Besides the diagnosis, treating this tumor is also a challenge for a clinician due to its locally aggressive and destructive behaviour and a high recurrence rate. As regards adjuvant therapy, some say that, after the radical excision of the tumor, radiotherapy and then chemotherapy are indicated [6] ; others claim that, if the tumor is not corroded surgically and if the patient is subjected to radiotherapy and chemotherapy it represents only a palliative treatment because the first step of choice is radical surgical excision of the tumor. Regarding prognosis of the tumor, poor outcomes occur mostly with extracapsular tumor spread and distant metastasis [2] [4] [6] [8] . Data on survival are sparse. Goh et al. showed a 5-year survival rate of 33.3% [4] . But most of the patients die in less than 6 months regardless of the treatment with a few surviving up to 5 years [2] [8] . Entirely intrathyroid tumors generally have a longer survival than those with extrathyroidal extension [12] . Cases from non-mountainous, non-endemic goiter areas have a better prognosis [8] [12] .

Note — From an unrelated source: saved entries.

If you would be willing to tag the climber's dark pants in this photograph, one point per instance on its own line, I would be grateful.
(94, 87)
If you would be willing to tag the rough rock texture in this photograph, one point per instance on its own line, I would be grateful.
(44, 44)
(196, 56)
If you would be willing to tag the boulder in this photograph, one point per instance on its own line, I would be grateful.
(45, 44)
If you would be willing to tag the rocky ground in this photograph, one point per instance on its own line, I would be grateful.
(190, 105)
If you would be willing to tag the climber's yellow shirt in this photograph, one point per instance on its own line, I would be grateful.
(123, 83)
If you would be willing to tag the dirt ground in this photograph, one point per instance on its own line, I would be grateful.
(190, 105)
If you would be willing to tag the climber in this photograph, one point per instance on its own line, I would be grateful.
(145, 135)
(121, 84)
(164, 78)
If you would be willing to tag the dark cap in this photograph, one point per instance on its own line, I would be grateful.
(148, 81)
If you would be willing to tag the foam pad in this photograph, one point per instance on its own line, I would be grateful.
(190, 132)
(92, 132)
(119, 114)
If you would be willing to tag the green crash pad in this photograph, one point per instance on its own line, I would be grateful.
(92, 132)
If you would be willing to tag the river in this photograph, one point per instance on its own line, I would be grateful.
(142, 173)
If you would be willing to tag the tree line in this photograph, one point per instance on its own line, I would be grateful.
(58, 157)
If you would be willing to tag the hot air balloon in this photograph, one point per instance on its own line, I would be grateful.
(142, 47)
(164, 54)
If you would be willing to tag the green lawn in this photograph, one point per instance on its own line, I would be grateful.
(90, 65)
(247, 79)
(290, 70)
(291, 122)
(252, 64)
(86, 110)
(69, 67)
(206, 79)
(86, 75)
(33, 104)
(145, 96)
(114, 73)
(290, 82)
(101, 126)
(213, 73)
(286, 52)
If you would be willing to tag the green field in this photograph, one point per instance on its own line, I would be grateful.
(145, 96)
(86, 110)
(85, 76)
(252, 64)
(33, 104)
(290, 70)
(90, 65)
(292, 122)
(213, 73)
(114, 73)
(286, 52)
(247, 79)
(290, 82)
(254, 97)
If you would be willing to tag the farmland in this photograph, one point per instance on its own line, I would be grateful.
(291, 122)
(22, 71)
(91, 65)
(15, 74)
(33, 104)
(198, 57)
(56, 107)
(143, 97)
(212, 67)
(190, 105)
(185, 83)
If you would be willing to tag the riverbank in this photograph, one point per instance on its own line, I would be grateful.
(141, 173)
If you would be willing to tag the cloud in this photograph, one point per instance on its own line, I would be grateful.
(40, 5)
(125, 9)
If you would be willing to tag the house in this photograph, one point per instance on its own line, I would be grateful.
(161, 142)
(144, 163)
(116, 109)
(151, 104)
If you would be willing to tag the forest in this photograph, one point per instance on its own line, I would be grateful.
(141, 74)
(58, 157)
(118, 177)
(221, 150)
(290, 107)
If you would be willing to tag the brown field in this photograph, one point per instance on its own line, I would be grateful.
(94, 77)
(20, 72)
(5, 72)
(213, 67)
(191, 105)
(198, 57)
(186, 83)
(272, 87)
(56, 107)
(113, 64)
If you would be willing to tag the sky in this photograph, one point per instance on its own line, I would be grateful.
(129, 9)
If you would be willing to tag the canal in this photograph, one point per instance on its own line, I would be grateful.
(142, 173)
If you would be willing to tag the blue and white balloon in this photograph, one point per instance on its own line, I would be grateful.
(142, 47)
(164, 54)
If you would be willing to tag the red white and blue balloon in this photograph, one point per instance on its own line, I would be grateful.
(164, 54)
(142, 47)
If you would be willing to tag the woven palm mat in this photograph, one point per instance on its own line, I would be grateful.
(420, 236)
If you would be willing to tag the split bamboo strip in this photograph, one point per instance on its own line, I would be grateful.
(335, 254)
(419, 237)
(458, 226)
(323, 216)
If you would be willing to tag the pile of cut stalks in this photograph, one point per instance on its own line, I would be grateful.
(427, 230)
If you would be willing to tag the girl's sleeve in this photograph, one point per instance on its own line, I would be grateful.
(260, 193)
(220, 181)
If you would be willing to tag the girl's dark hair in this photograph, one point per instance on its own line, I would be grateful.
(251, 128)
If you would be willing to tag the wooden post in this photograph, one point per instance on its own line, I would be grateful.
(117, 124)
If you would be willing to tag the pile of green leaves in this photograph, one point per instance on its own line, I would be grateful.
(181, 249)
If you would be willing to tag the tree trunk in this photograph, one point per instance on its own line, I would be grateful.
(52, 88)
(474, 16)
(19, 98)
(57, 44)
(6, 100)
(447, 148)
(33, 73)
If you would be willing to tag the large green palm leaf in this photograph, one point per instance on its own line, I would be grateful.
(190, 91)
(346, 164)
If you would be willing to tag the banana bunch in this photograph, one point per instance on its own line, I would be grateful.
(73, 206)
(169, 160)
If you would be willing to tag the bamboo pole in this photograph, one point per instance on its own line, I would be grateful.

In conclusion, though rare, angiosarcoma should be included as differential diagnosis in cases of long standing goiters with recent rapid increase in size. Histopathology and immunohistochemistry are very important tools for diagnosis and should be considered in such cases. As these tumors are very aggressive in nature, early and prompt diagnosis can help us in providing timely treatment in these patients.